论文部分内容阅读
旋翼/平尾非定常气动干扰是导致直升机纵向“抬头(Pitch-up)”现象的主要原因。为在直升机设计阶段准确分析旋翼/平尾非定常气动干扰以及由此引起的低速纵向操纵特性变化,通过涡量等效原则和Neumann物面边界条件建立了适用于旋翼/平尾气动干扰分析的非定常面元/黏性涡粒子混合法。该方法耦合了考虑尾迹时变效应的非定常面元法、黏性涡粒子法及涡量镜面法,以准确模拟旋翼和平尾的非定常气动载荷、旋翼尾迹的非定常特性以及旋翼尾迹对平尾的气动干扰效应。首先通过计算NASA ROBIN(Rotor Body Interaction)旋翼尾迹几何和诱导速度分布,并与实验测量值、时间精确自由尾迹及CFD计算结果对比验证方法的准确性。相比于时间精确自由尾迹,本文方法计算精度更高。随后分析了旋翼/平尾非定常气动干扰对平尾向下气动载荷和气动导数的影响,并分析了平尾构型对旋翼/平尾非定常气动干扰的影响规律。分析表明:旋翼尾迹与平尾干扰导致低速状态的平尾载荷突增,气动导数反号;低平尾气动载荷突增较大,高平尾较小,但高速气动导数反号;前置平尾载荷突增量减小,但对应速度范围较宽;右旋直升机右平尾载荷突增量较小,但气动导数特性基本不变。

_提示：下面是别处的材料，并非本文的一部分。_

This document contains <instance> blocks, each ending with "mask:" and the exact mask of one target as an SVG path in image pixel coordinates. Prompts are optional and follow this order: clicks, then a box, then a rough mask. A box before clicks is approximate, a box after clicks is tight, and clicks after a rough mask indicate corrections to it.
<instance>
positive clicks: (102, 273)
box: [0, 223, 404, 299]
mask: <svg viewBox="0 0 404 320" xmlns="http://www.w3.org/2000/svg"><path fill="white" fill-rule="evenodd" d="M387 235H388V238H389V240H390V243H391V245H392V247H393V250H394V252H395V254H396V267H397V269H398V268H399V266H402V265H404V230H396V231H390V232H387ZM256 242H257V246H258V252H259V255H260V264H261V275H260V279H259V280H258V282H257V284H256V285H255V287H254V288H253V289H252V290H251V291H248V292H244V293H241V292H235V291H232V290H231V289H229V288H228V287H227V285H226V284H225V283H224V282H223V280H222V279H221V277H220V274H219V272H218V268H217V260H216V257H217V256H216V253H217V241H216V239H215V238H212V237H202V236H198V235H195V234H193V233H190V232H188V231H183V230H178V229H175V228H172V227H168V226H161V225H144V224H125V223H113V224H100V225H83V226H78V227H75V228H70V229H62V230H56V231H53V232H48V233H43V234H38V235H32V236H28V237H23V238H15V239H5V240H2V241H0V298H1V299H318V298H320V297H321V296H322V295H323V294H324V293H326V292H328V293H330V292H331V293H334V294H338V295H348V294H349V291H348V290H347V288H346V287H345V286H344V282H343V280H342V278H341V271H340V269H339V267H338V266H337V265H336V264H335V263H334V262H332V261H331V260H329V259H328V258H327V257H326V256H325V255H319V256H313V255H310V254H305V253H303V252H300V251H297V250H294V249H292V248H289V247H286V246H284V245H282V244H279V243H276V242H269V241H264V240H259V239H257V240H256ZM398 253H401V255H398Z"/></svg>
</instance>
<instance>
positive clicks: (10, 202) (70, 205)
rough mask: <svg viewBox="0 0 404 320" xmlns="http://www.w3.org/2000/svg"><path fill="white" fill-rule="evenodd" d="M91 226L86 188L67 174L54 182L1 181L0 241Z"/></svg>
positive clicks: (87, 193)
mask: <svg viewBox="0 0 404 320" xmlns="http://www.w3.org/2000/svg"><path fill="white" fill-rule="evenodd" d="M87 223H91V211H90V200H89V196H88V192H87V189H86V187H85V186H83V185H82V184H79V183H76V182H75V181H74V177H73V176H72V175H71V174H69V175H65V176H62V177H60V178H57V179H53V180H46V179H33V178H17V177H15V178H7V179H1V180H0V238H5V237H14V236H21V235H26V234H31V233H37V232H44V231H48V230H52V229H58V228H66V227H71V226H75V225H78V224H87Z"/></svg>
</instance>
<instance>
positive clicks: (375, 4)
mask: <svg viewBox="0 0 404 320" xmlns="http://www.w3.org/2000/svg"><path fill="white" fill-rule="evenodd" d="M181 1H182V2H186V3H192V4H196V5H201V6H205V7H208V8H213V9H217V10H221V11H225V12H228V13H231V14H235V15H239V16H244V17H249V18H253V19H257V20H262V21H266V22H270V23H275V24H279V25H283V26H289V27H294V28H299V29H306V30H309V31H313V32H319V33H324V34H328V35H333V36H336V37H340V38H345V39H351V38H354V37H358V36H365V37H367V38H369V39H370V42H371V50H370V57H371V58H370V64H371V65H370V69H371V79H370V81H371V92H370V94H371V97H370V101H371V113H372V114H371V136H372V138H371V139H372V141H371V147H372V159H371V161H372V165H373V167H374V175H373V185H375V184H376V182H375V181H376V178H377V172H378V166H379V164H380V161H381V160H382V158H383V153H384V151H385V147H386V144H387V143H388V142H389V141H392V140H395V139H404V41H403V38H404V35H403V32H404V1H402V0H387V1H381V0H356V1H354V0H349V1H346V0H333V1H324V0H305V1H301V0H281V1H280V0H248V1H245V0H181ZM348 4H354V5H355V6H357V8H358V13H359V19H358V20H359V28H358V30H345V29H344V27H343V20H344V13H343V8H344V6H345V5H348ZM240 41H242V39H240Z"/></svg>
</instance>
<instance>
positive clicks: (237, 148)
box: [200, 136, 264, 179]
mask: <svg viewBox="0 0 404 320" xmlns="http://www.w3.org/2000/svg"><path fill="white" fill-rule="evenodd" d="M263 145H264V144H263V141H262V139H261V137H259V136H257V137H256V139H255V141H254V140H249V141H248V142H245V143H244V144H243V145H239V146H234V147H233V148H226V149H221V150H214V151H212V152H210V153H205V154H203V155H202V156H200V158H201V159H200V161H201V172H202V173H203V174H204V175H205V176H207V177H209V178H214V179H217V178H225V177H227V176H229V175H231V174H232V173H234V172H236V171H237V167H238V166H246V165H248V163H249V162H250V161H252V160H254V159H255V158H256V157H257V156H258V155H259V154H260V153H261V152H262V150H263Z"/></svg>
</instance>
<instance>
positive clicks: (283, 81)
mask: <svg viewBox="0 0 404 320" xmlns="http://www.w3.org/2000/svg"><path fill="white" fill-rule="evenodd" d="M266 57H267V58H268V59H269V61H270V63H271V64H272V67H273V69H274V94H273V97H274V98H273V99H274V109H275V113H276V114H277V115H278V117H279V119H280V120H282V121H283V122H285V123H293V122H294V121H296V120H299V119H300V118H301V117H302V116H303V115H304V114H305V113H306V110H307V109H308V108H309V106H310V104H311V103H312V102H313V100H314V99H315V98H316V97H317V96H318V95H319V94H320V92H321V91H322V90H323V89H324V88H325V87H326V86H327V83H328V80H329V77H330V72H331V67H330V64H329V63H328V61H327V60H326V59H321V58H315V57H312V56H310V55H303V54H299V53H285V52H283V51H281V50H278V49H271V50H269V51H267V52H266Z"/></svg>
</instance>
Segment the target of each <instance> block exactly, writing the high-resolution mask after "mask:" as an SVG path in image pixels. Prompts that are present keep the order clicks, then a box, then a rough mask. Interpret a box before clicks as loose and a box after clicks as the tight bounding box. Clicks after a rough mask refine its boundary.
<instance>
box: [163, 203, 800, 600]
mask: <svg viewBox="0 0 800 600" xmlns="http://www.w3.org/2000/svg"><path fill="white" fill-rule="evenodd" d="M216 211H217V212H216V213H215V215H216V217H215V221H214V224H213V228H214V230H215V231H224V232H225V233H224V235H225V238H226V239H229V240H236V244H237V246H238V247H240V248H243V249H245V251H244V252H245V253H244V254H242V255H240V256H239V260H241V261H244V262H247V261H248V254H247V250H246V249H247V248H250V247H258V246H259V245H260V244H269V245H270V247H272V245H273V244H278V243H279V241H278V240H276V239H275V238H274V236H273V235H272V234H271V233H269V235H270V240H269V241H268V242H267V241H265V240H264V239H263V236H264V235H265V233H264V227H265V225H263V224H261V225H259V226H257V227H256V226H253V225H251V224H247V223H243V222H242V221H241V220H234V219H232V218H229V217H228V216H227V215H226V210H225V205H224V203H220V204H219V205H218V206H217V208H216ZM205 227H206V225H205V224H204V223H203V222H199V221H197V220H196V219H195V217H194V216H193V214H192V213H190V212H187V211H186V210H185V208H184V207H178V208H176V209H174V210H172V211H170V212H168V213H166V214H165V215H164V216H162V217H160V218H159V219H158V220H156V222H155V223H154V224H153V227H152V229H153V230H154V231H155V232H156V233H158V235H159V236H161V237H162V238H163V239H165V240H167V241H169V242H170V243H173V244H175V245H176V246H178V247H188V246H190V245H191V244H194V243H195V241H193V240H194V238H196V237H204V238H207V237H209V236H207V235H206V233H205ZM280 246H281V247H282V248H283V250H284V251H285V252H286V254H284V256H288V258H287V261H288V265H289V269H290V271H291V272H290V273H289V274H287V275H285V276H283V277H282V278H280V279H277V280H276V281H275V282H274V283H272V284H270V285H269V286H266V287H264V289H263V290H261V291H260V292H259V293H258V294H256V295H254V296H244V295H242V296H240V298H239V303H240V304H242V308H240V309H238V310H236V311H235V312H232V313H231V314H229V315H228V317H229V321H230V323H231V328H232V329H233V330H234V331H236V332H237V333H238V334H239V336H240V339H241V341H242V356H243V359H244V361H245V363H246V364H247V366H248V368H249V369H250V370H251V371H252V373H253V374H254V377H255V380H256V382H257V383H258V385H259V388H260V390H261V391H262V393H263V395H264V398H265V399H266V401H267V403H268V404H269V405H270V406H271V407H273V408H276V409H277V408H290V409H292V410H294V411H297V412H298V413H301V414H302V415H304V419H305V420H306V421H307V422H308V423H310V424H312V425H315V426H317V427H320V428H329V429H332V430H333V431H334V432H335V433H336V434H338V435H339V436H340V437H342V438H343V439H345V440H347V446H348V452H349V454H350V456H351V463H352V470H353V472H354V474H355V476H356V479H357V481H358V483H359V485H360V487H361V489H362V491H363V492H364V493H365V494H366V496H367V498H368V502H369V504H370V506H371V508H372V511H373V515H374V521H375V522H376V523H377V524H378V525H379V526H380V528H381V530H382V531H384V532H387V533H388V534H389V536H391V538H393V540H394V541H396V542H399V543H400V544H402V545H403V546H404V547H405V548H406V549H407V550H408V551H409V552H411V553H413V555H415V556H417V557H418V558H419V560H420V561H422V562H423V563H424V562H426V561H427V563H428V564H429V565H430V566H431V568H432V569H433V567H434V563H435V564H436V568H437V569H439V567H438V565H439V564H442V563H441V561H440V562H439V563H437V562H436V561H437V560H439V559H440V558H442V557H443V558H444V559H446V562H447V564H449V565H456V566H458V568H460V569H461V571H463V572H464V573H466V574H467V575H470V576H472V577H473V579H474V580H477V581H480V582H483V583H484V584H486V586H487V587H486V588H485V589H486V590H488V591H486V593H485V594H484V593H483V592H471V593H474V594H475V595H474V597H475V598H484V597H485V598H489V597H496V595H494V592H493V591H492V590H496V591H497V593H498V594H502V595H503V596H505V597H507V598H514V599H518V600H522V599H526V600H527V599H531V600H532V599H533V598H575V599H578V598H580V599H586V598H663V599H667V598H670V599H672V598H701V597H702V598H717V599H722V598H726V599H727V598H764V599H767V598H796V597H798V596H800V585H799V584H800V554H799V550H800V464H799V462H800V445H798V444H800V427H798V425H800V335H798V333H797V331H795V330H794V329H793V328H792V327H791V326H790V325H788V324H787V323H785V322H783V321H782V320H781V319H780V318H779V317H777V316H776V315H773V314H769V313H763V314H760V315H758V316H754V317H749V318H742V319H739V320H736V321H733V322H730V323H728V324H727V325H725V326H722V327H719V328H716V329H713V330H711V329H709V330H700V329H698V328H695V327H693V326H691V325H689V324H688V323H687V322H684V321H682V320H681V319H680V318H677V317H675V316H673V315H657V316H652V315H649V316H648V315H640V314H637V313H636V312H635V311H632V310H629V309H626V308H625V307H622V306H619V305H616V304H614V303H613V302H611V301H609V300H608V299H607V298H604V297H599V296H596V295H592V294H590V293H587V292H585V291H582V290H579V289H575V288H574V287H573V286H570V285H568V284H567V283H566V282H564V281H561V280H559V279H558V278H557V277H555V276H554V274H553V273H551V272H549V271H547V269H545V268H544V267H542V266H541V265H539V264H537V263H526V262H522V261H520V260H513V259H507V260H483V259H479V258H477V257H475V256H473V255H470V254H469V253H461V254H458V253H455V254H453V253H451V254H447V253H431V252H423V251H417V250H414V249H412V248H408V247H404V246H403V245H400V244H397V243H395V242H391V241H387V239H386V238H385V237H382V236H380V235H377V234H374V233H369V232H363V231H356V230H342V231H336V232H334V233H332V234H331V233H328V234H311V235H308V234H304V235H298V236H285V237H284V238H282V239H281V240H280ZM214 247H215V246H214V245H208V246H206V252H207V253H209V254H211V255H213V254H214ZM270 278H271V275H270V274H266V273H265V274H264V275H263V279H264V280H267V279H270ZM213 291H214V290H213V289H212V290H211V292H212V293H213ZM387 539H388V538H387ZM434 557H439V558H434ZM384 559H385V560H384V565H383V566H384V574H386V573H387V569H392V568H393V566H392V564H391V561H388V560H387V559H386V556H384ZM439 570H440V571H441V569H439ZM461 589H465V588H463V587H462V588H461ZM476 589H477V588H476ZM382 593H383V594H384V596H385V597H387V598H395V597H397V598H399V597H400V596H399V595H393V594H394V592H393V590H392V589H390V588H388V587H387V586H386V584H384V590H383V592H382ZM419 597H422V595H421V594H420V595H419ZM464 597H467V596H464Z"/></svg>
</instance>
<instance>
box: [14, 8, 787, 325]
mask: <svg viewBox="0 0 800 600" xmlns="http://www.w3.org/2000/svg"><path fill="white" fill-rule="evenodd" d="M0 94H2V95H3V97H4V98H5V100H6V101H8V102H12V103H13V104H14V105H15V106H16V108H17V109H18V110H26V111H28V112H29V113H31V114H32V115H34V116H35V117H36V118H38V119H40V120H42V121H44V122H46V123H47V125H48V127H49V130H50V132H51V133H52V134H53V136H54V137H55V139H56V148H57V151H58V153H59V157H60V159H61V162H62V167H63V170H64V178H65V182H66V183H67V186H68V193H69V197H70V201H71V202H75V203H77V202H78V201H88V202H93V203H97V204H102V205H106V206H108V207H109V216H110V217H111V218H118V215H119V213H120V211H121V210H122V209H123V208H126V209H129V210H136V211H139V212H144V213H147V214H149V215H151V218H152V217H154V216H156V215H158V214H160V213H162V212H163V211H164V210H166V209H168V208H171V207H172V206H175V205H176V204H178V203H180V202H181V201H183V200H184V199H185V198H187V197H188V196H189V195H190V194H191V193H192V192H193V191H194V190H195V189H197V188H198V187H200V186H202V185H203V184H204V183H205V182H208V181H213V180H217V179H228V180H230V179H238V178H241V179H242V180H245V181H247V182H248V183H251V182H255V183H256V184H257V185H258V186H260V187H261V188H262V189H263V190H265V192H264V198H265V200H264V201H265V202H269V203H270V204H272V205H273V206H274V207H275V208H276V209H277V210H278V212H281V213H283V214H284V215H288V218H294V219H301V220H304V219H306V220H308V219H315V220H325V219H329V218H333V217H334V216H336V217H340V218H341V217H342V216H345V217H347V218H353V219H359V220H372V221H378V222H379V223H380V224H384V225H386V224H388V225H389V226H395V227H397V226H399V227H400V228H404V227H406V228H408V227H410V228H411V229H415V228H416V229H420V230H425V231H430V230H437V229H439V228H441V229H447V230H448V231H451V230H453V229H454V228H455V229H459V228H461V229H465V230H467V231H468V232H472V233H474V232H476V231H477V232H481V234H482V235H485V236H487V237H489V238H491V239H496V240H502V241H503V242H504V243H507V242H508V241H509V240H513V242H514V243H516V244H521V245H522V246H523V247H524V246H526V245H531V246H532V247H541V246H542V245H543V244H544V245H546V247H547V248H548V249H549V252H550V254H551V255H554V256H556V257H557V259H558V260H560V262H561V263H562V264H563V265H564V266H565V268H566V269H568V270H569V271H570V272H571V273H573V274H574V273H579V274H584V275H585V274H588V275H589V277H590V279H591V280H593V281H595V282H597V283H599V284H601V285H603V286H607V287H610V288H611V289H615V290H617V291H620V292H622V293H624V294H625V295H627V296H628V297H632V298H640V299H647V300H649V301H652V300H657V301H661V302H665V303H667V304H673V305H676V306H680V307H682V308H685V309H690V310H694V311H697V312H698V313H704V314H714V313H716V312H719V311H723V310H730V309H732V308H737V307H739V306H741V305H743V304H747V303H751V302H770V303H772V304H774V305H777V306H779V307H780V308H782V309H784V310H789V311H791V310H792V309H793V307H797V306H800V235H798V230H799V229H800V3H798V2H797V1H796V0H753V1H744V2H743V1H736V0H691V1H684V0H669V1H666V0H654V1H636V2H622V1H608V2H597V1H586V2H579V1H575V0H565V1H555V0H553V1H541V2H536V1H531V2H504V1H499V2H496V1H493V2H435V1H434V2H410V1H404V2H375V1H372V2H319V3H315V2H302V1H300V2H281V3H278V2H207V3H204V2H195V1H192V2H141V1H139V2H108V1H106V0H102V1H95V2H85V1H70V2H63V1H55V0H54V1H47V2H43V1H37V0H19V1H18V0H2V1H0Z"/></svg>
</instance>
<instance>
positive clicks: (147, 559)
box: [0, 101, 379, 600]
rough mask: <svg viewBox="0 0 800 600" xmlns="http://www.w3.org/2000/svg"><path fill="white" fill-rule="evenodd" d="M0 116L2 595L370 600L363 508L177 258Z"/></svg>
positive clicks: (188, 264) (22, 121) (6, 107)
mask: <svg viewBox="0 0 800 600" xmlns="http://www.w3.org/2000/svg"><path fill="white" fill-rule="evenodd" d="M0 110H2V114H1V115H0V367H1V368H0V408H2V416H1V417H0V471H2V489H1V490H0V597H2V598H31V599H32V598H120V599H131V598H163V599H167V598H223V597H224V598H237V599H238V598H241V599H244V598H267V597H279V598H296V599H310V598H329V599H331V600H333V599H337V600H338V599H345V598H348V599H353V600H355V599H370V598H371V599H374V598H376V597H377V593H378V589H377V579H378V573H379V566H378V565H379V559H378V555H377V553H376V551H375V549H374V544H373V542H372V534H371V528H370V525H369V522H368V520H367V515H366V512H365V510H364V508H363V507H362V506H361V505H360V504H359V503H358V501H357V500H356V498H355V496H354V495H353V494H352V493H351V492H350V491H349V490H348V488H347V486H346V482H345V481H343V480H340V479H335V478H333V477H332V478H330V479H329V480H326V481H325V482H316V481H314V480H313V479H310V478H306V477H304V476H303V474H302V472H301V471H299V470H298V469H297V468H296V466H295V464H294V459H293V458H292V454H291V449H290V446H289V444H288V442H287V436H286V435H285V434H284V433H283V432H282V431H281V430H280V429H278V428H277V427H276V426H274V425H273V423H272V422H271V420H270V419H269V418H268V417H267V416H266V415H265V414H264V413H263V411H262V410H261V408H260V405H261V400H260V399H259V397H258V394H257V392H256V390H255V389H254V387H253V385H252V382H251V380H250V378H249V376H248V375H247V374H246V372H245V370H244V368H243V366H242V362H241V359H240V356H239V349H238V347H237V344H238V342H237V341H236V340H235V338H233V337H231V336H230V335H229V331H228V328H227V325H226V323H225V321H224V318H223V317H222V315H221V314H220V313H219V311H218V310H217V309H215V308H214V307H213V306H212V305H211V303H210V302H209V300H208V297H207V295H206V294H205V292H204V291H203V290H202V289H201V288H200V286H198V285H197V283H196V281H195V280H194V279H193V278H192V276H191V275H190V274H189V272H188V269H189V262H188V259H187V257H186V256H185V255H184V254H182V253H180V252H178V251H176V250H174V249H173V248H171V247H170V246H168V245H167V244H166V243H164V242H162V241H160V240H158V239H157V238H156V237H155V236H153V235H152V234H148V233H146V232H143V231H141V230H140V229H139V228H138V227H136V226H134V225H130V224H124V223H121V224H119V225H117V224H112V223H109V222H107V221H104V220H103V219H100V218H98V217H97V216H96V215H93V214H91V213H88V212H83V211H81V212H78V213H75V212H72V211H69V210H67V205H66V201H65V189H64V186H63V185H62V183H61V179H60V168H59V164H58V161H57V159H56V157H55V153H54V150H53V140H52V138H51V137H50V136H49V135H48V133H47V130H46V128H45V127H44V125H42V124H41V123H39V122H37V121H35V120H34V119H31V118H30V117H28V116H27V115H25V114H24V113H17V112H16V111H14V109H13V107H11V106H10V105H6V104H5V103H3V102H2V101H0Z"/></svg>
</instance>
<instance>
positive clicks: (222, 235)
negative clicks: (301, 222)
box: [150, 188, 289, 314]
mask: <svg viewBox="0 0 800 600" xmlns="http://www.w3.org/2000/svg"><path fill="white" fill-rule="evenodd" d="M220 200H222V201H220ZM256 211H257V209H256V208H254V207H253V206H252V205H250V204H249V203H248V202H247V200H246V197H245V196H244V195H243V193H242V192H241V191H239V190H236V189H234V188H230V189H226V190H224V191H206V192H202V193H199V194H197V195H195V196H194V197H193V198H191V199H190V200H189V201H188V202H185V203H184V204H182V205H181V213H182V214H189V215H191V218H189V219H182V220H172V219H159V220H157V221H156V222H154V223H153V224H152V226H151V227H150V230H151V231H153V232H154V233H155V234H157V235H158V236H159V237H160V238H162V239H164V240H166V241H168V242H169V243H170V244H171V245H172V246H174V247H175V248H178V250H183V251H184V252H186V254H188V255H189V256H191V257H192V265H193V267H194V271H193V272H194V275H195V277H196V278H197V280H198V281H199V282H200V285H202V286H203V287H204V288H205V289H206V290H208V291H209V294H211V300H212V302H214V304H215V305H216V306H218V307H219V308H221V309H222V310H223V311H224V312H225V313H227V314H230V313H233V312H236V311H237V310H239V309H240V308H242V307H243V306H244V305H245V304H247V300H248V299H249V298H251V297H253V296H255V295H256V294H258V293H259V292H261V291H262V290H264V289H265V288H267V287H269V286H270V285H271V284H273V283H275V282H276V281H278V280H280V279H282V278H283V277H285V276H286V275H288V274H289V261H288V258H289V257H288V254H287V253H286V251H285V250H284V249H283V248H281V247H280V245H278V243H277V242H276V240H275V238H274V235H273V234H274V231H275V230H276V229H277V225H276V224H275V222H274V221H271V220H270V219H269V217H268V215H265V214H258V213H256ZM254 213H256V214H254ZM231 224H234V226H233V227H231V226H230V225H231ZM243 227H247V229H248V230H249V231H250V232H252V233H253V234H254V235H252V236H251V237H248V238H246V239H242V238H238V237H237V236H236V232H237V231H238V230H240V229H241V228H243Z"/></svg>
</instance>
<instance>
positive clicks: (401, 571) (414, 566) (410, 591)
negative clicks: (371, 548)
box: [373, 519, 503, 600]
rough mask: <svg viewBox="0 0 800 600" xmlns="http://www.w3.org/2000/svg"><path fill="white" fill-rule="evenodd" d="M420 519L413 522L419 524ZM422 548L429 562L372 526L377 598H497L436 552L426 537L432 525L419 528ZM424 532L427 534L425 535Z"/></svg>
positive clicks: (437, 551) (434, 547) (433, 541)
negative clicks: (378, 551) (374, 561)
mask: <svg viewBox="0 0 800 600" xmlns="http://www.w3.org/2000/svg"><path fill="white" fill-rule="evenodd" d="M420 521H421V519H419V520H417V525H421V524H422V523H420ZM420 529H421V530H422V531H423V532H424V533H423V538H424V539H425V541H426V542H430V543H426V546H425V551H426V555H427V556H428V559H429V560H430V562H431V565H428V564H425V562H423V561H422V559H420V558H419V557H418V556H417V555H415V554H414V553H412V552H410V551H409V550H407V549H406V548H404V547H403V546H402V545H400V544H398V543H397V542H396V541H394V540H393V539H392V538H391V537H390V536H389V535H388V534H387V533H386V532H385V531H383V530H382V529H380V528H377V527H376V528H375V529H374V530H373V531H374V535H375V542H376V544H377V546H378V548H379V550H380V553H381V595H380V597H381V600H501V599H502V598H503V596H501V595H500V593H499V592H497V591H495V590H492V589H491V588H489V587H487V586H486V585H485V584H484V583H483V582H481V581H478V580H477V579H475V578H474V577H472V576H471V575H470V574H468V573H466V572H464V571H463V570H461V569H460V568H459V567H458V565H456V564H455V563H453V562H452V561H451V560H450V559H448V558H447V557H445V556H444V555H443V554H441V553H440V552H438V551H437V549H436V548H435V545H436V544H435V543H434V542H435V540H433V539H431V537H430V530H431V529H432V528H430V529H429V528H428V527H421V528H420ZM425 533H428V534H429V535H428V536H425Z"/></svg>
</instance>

Rotor / Flat Tail Unsteady aerodynamic interference is the main cause of the “Pitch-up” phenomenon in the longitudinal direction of a helicopter. In order to accurately analyze the unsteady aerodynamic disturbances of the rotor / tail at the helicopter design stage and the resulting low-speed longitudinal maneuvering characteristics, the unsteady aerodynamic analysis of rotor / tail-end aerodynamic interference was established by the principle of vorticity equivalence and Neumann surface boundary conditions Bone / viscous vortex particle mixing method. The method coupled with the unsteady face element method, viscous vortex particle method and vorticity mirror method, which takes into account the time-varying wake effects, can accurately simulate the unsteady aerodynamic loads of rotor and tail, the unsteady characteristics of rotor wake, Pneumatic interference effect. First, by calculating rotor geometry and induced velocity distribution of NASA ROBIN (Rotor Body Interaction), the accuracy of the method is verified by comparison with experimental measurements, time-accurate free wake and CFD calculation results. Compared with the time-accurate free wake, the proposed method is more accurate. Then the influence of the unsteady aerodynamic disturbance of the rotor / tail on the aerodynamic loads and aerodynamic derivatives of the tail is analyzed. The influence of the flat tail configuration on the unsteady aerodynamic disturbance of the rotor / tail is analyzed. The results show that the rotor tail and tail-tail disturbance cause sudden increase of flat-tail load and inverse number of aerodynamic derivative at low speed. The dynamic load of low-level tail gas suddenly increases sharply, But the corresponding speed range is wider; the sudden increase of right-tail-tail load of right-handed helicopter is smaller, but the characteristics of aerodynamic derivative are basically unchanged.